Windows service for scheduling Forefront Identity Manager

Originally posted at: Windows service for scheduling Forefront Identity Manager @ IS4U Blog


All FIM projects need to be able to schedule management agent runs automatically. This blogpost describes how we implemented a windows service to schedule Forefront Identity Manager synchronization service. You can find the source code and an installer at FIM-Scheduler.

Basic implementation

We started of by implementing the management agent run functionality in C# by calling the WMI interface using the System.Management library.

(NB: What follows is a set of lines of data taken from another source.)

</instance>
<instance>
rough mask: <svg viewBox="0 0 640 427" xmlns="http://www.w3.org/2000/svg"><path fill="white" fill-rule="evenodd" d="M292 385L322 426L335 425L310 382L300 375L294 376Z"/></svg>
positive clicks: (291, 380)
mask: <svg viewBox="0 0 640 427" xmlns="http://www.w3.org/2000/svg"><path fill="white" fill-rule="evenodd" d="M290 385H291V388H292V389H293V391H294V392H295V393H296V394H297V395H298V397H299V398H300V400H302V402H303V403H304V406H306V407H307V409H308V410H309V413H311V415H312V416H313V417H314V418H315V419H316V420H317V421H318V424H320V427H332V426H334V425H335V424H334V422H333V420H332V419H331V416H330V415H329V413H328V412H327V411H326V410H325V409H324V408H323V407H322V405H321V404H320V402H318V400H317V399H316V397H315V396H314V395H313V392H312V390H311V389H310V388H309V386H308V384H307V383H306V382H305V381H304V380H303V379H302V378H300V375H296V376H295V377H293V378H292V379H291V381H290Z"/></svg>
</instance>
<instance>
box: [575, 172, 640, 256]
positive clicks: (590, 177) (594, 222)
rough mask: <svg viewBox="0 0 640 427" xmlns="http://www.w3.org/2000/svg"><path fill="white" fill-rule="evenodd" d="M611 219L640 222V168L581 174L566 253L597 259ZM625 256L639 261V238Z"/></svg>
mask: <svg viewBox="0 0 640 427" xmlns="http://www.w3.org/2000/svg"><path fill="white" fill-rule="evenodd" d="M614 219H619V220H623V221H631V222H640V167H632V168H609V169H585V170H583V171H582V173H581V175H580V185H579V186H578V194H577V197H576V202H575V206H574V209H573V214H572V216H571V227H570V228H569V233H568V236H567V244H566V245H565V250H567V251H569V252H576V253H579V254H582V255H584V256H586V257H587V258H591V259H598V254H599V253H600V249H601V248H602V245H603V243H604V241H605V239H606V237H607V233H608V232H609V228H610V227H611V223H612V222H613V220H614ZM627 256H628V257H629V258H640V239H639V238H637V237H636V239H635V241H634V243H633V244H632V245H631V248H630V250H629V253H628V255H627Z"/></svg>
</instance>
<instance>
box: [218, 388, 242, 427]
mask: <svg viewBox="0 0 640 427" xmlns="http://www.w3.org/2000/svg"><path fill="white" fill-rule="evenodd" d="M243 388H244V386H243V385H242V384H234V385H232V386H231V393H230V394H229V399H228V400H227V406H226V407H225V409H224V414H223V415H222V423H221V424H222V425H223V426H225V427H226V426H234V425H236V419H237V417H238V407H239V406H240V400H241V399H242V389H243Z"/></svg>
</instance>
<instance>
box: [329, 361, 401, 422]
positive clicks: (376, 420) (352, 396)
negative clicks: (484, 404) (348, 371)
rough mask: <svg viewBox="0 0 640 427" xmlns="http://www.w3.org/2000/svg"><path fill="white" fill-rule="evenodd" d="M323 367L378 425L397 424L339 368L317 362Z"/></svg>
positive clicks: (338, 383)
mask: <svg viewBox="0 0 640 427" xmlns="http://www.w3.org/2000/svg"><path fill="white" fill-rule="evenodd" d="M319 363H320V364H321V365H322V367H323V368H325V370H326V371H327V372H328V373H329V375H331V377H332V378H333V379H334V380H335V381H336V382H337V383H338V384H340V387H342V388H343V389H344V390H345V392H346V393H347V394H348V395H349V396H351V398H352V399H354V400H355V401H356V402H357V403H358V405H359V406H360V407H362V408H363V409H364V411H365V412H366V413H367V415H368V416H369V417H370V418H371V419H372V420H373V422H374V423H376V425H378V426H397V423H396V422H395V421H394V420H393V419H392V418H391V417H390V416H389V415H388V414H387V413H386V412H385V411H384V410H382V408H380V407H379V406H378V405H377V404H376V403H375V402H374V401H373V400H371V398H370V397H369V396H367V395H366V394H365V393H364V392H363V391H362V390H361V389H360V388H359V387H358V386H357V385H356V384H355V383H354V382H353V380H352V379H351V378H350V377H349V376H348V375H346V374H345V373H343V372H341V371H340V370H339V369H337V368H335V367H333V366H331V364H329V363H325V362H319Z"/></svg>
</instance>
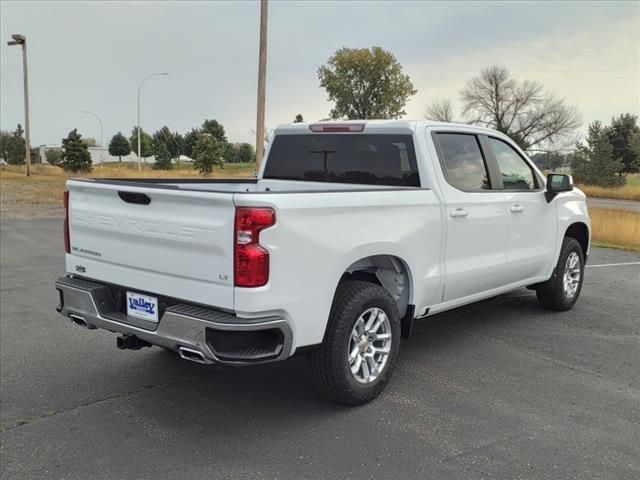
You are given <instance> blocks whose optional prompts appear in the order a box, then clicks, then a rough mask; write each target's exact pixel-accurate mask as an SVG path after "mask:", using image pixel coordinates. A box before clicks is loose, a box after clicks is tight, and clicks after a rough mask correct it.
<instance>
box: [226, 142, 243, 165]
mask: <svg viewBox="0 0 640 480" xmlns="http://www.w3.org/2000/svg"><path fill="white" fill-rule="evenodd" d="M236 145H237V144H235V143H227V144H226V145H225V147H224V161H225V163H238V162H239V161H240V160H239V159H238V148H237V147H236Z"/></svg>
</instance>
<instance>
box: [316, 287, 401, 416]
mask: <svg viewBox="0 0 640 480" xmlns="http://www.w3.org/2000/svg"><path fill="white" fill-rule="evenodd" d="M399 348H400V318H399V315H398V308H397V307H396V303H395V302H394V300H393V298H392V297H391V295H389V293H388V292H387V291H386V290H385V289H384V288H382V287H381V286H380V285H377V284H375V283H370V282H364V281H346V282H344V283H342V284H341V285H340V286H339V287H338V292H337V293H336V297H335V299H334V301H333V306H332V308H331V314H330V318H329V324H328V326H327V333H326V335H325V340H324V342H323V343H322V345H321V346H320V347H319V348H318V349H317V350H315V351H313V352H312V353H311V354H310V355H309V366H310V369H311V373H312V377H313V381H314V384H315V386H316V388H317V389H318V390H319V391H320V393H322V394H323V395H325V396H326V397H328V398H330V399H331V400H334V401H337V402H340V403H345V404H348V405H360V404H363V403H366V402H368V401H370V400H372V399H374V398H375V397H377V396H378V395H379V394H380V392H381V391H382V390H383V389H384V388H385V386H386V385H387V383H388V382H389V379H390V378H391V375H392V373H393V370H394V368H395V363H396V360H397V358H398V354H399Z"/></svg>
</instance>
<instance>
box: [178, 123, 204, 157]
mask: <svg viewBox="0 0 640 480" xmlns="http://www.w3.org/2000/svg"><path fill="white" fill-rule="evenodd" d="M199 134H200V130H198V129H197V128H192V129H191V130H190V131H189V132H187V133H185V135H184V137H182V145H181V147H180V154H181V155H186V156H187V157H189V158H193V147H195V146H196V142H197V141H198V135H199Z"/></svg>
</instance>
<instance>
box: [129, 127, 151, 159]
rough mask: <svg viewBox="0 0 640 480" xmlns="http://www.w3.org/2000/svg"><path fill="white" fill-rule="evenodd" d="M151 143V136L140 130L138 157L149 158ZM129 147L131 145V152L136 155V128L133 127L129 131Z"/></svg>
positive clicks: (136, 129)
mask: <svg viewBox="0 0 640 480" xmlns="http://www.w3.org/2000/svg"><path fill="white" fill-rule="evenodd" d="M152 144H153V142H152V139H151V135H149V134H148V133H147V132H145V131H144V130H142V129H140V156H141V157H143V158H146V157H150V156H151V155H153V146H152ZM129 145H131V150H133V152H134V153H135V154H136V155H137V154H138V127H133V130H131V137H129Z"/></svg>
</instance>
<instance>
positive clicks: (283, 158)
mask: <svg viewBox="0 0 640 480" xmlns="http://www.w3.org/2000/svg"><path fill="white" fill-rule="evenodd" d="M263 178H265V179H274V180H275V179H277V180H302V181H312V182H330V183H355V184H362V185H390V186H399V187H419V186H420V176H419V174H418V168H417V163H416V153H415V149H414V146H413V138H412V136H411V135H393V134H361V133H360V134H327V133H322V134H313V133H312V134H300V135H276V136H275V137H274V139H273V144H272V145H271V149H270V151H269V156H268V158H267V160H266V165H265V170H264V174H263Z"/></svg>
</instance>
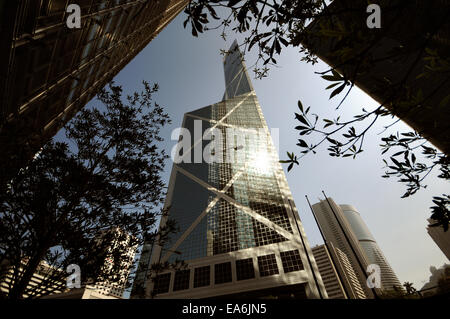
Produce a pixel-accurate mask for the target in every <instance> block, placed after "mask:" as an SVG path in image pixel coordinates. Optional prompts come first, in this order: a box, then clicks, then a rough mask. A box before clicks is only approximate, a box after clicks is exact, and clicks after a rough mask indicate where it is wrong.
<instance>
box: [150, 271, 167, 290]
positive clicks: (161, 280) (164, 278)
mask: <svg viewBox="0 0 450 319" xmlns="http://www.w3.org/2000/svg"><path fill="white" fill-rule="evenodd" d="M169 285H170V273H167V274H163V275H158V276H156V278H155V285H154V288H153V292H154V293H155V294H162V293H165V292H169Z"/></svg>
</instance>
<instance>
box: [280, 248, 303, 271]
mask: <svg viewBox="0 0 450 319" xmlns="http://www.w3.org/2000/svg"><path fill="white" fill-rule="evenodd" d="M280 256H281V261H282V263H283V269H284V272H291V271H297V270H303V264H302V259H301V258H300V253H299V252H298V250H297V249H295V250H290V251H283V252H281V253H280Z"/></svg>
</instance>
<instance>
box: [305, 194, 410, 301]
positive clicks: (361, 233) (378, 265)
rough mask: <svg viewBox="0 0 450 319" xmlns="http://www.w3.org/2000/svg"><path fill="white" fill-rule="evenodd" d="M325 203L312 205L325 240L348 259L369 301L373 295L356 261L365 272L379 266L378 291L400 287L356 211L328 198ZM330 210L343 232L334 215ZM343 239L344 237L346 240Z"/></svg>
mask: <svg viewBox="0 0 450 319" xmlns="http://www.w3.org/2000/svg"><path fill="white" fill-rule="evenodd" d="M328 201H329V203H328ZM328 201H327V200H322V201H320V202H319V203H317V204H314V205H313V206H312V208H313V210H314V213H315V215H316V217H317V220H318V222H319V224H320V226H321V228H322V231H323V233H324V236H325V238H326V239H327V240H328V241H329V242H331V243H333V245H334V246H335V247H336V248H339V249H340V250H341V251H342V252H344V253H345V254H346V255H347V256H348V259H349V260H350V263H351V265H352V267H353V269H354V270H355V273H356V274H357V276H358V279H359V281H360V284H361V286H362V287H363V288H364V290H365V294H366V296H368V297H369V298H371V297H372V296H373V294H372V292H371V290H370V289H369V287H368V286H367V282H366V280H367V279H366V276H365V274H364V273H363V270H362V269H361V267H360V265H359V263H358V260H359V262H360V263H361V264H362V266H363V268H364V270H366V269H367V266H368V265H370V264H376V265H378V266H379V267H380V272H381V277H380V279H381V289H384V290H392V289H393V286H396V287H402V285H401V283H400V281H399V280H398V279H397V276H396V275H395V273H394V272H393V270H392V268H391V267H390V265H389V263H388V262H387V260H386V258H385V257H384V255H383V252H382V251H381V249H380V247H379V246H378V244H377V242H376V241H375V239H374V237H373V236H372V234H371V233H370V231H369V229H368V228H367V226H366V224H365V223H364V221H363V220H362V218H361V216H360V215H359V213H358V212H357V210H356V209H355V208H354V207H353V206H350V205H337V204H336V203H335V202H334V201H333V200H332V199H331V198H328ZM330 205H331V206H332V209H331V208H330ZM333 210H334V213H335V214H336V216H337V218H338V219H339V222H340V224H341V226H342V229H343V231H342V229H341V227H340V226H339V223H338V222H337V220H336V218H335V216H334V214H333ZM344 232H345V234H344ZM345 236H347V238H348V241H347V239H346V238H345ZM349 242H350V244H349ZM350 245H351V246H350Z"/></svg>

ManagementScope ms = new ManagementScope(wmiNs);
string query = "Select * from MIIS_ManagementAgent";
SelectQuery sq = new SelectQuery(query);
using (ManagementObjectSearcher mos = new ManagementObjectSearcher(ms, sq)) {
  foreach (ManagementObject obj in mos.Get()){
    using (ManagementObject ma = obj){
      object[] param = new object[] {runProfile};

So far so good, but we do not want to recompile our code every time we want to change our schedule. Therefore, we put our scheduling configuration in an xml file and let the program read our xml configuration. We defined two kind of objects: runConfiguration and sequence. Both objects contain one or more step objects. There is no difference in the definition of run configuration and sequence, but only run configurations can be used as the starting point of a schedule. A step can be one of three types:

  1. a linear sequence: all steps are executed one after the other
  2. a parallel sequence: all steps are executed in parallel
  3. a management agent: the run profile defined in the Action attribute is run for the management agent

As you would expect, you can define sequences of sequences of sequences… And of course, you can use a sequence in more than one run configuration and/or other sequence.

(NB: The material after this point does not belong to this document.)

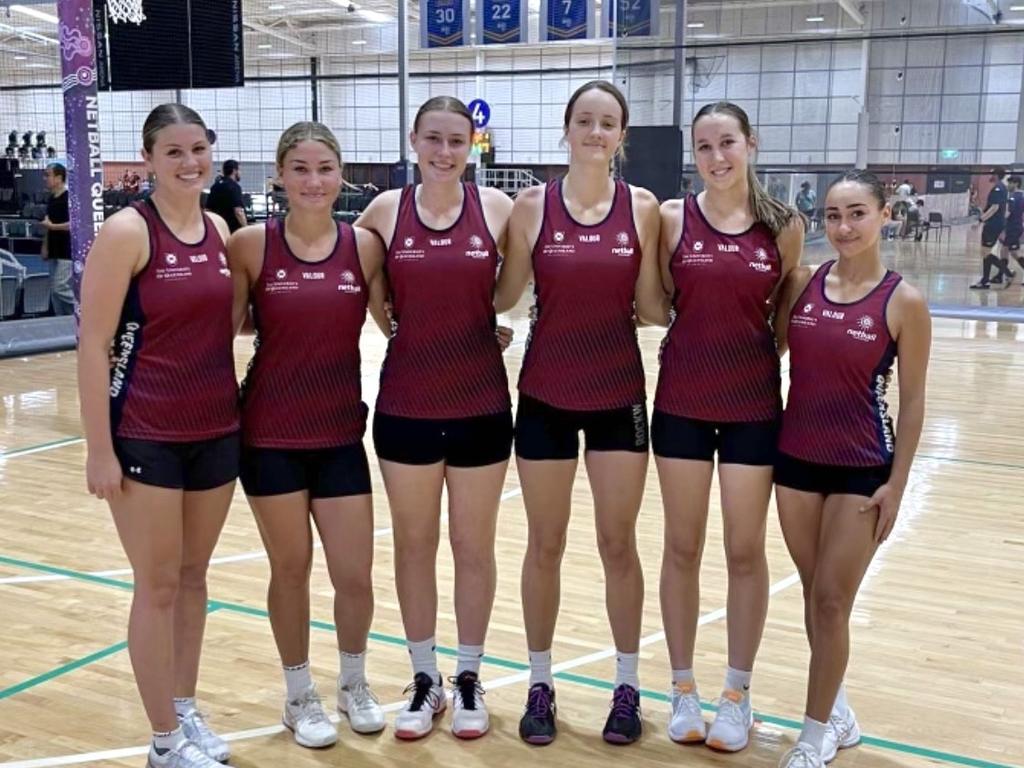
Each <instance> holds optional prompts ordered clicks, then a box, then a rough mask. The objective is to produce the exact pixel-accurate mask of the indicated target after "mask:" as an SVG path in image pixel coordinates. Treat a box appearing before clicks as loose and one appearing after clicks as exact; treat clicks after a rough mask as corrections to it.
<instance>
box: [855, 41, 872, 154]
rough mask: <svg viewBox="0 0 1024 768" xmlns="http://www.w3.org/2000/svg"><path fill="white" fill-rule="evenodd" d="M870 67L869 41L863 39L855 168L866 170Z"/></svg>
mask: <svg viewBox="0 0 1024 768" xmlns="http://www.w3.org/2000/svg"><path fill="white" fill-rule="evenodd" d="M870 67H871V41H870V40H868V39H866V38H865V39H864V40H862V41H861V42H860V92H859V93H858V96H859V98H860V113H859V114H858V115H857V162H856V164H855V165H856V167H857V168H867V147H868V136H869V135H870V128H871V121H870V114H869V113H868V111H867V98H868V96H869V94H868V82H869V79H868V77H867V74H868V72H869V71H870Z"/></svg>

We gave every type of step a different implementation, so the result has the following structure:


Windows service

It is very easy to create a windows service with Visual Studio since it is a standard project template called, surprisingly, Windows Service.

All we needed to do was add an installer so that the executable can be installed as a service using sc.exe or installUtil.exe. There are some very good tutorials on how to create a windows service, so I’ll just give you the link I used: Creating a Windows Service Application.

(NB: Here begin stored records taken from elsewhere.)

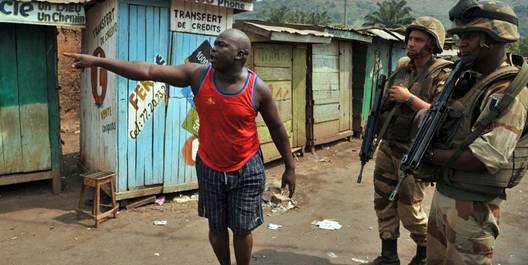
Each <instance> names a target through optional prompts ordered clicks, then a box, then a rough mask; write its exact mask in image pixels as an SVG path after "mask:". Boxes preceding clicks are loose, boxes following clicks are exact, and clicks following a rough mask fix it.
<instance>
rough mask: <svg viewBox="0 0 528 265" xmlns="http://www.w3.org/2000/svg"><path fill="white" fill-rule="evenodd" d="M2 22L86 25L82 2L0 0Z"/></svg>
mask: <svg viewBox="0 0 528 265" xmlns="http://www.w3.org/2000/svg"><path fill="white" fill-rule="evenodd" d="M0 22H7V23H20V24H38V25H52V26H78V27H84V25H85V23H86V16H85V13H84V6H83V5H82V4H74V3H70V4H56V3H48V2H20V1H15V0H0Z"/></svg>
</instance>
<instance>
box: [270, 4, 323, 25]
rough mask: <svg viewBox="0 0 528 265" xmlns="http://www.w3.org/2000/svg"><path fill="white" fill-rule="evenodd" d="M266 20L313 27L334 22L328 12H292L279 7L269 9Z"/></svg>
mask: <svg viewBox="0 0 528 265" xmlns="http://www.w3.org/2000/svg"><path fill="white" fill-rule="evenodd" d="M264 17H265V20H266V21H269V22H279V23H298V24H313V25H328V24H330V23H332V22H333V19H332V17H330V15H328V13H327V12H326V11H323V12H305V11H301V10H291V9H290V8H288V7H287V6H279V7H274V8H270V9H268V11H267V12H265V14H264Z"/></svg>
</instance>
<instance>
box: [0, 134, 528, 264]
mask: <svg viewBox="0 0 528 265" xmlns="http://www.w3.org/2000/svg"><path fill="white" fill-rule="evenodd" d="M359 144H360V143H359V141H357V140H354V141H352V142H340V143H337V144H334V145H330V146H327V147H324V148H321V149H320V150H317V152H316V155H312V154H306V155H305V156H304V157H301V158H299V161H298V166H297V173H298V188H297V191H298V194H297V195H296V197H295V199H296V200H298V201H299V202H300V207H299V208H297V209H293V210H290V211H288V212H286V213H284V214H280V215H273V216H266V220H265V225H263V226H262V227H260V228H259V229H257V230H256V232H255V234H254V237H255V246H254V257H253V263H252V264H256V265H260V264H262V265H264V264H292V265H317V264H359V261H360V260H369V259H372V258H373V257H375V256H376V255H377V254H378V253H379V245H380V243H379V239H378V233H377V224H376V216H375V213H374V209H373V188H372V169H373V164H374V163H373V162H372V163H369V164H368V166H367V168H366V176H365V178H364V181H363V183H361V184H356V182H355V180H356V175H357V172H358V166H359V162H358V160H357V153H358V149H359ZM77 159H78V155H76V154H69V155H67V157H66V161H65V164H66V171H67V174H66V175H67V176H66V178H65V180H64V181H65V188H64V192H63V193H62V194H60V195H52V194H51V192H50V189H49V184H48V183H47V182H44V183H42V182H38V183H28V184H22V185H13V186H4V187H0V257H1V260H0V264H16V265H22V264H54V265H55V264H57V265H58V264H182V265H201V264H215V258H214V255H213V252H212V250H211V249H210V247H209V245H208V241H207V223H206V220H204V219H200V218H198V217H197V216H196V202H195V201H190V202H187V203H176V202H169V203H166V204H164V205H163V206H157V205H150V206H146V207H142V208H139V209H136V210H134V211H126V210H122V211H121V212H120V214H119V215H118V218H117V219H112V220H109V221H106V222H103V223H102V224H101V225H100V227H99V228H98V229H92V228H90V225H91V222H89V221H88V220H84V221H81V222H78V221H77V220H76V218H75V214H74V211H73V210H72V209H73V208H74V207H75V205H76V203H77V200H78V190H79V187H80V186H79V181H80V179H79V176H78V170H77V166H76V162H77ZM267 173H268V180H269V181H270V182H273V181H276V180H277V179H278V177H279V175H280V173H281V167H280V166H278V165H271V166H269V167H268V171H267ZM432 193H433V189H432V188H430V189H429V190H428V193H427V199H426V202H427V203H426V206H427V210H428V209H429V207H428V205H429V202H430V200H431V195H432ZM508 195H509V199H508V201H506V203H505V204H504V206H503V208H502V219H501V234H500V236H499V239H498V241H497V244H496V251H495V253H496V254H495V258H494V263H495V264H501V265H505V264H511V265H526V264H528V251H527V250H528V221H527V220H528V209H527V207H526V205H528V181H527V180H525V181H524V182H523V183H522V184H521V185H520V186H518V187H517V188H515V189H513V190H510V191H509V192H508ZM267 213H268V214H270V211H269V210H267ZM322 219H333V220H336V221H338V222H339V223H340V224H342V225H343V228H342V229H340V230H337V231H325V230H320V229H319V228H316V227H314V226H313V225H312V224H311V223H312V222H313V221H314V220H322ZM154 220H167V222H168V223H167V225H165V226H154V225H153V221H154ZM269 223H274V224H280V225H282V226H283V227H282V228H281V229H280V230H277V231H274V230H270V229H268V228H267V227H266V226H267V224H269ZM398 243H399V246H398V247H399V253H400V258H401V260H402V264H407V263H408V261H409V260H410V259H411V258H412V256H413V255H414V251H415V246H414V244H413V242H412V241H411V239H410V238H409V235H408V233H407V232H406V231H405V230H404V229H403V228H402V237H401V238H400V239H399V241H398ZM233 261H234V258H233Z"/></svg>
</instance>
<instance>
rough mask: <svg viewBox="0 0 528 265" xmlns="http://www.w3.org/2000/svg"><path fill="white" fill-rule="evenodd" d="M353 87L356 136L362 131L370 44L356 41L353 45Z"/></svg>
mask: <svg viewBox="0 0 528 265" xmlns="http://www.w3.org/2000/svg"><path fill="white" fill-rule="evenodd" d="M353 54H354V56H353V57H352V58H353V76H354V82H353V88H352V127H353V128H352V130H353V131H354V134H355V135H356V136H359V134H360V133H361V132H362V122H361V121H362V119H361V111H362V110H363V94H364V89H365V82H366V80H367V79H368V77H367V74H366V73H367V69H366V68H367V56H368V45H367V44H362V43H354V45H353Z"/></svg>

At the moment we have a program that is capable of running a given schedule and a windows service. The last issue we need to resolve is how we are going to perform the actual scheduling. Some googling gives you some options, and we chose to use the Quartz .NET library.

Quartz.NET is a full-featured, open source job scheduling system that can be used from smallest apps to large scale enterprise systems. Quartz.NET is a pure .NET library written in C# and is a port of very popular open source Java job scheduling framework, Quartz. This project owes very much to original Java project, it’s father James House and the project contributors.

After some trial and error we succeeded in configuring a Quartz scheduler that read his configuration from a file and started a job. Then it was just a matter of implementing this job so that it would start the steps in the run configuration specified by the Quartz configuration file.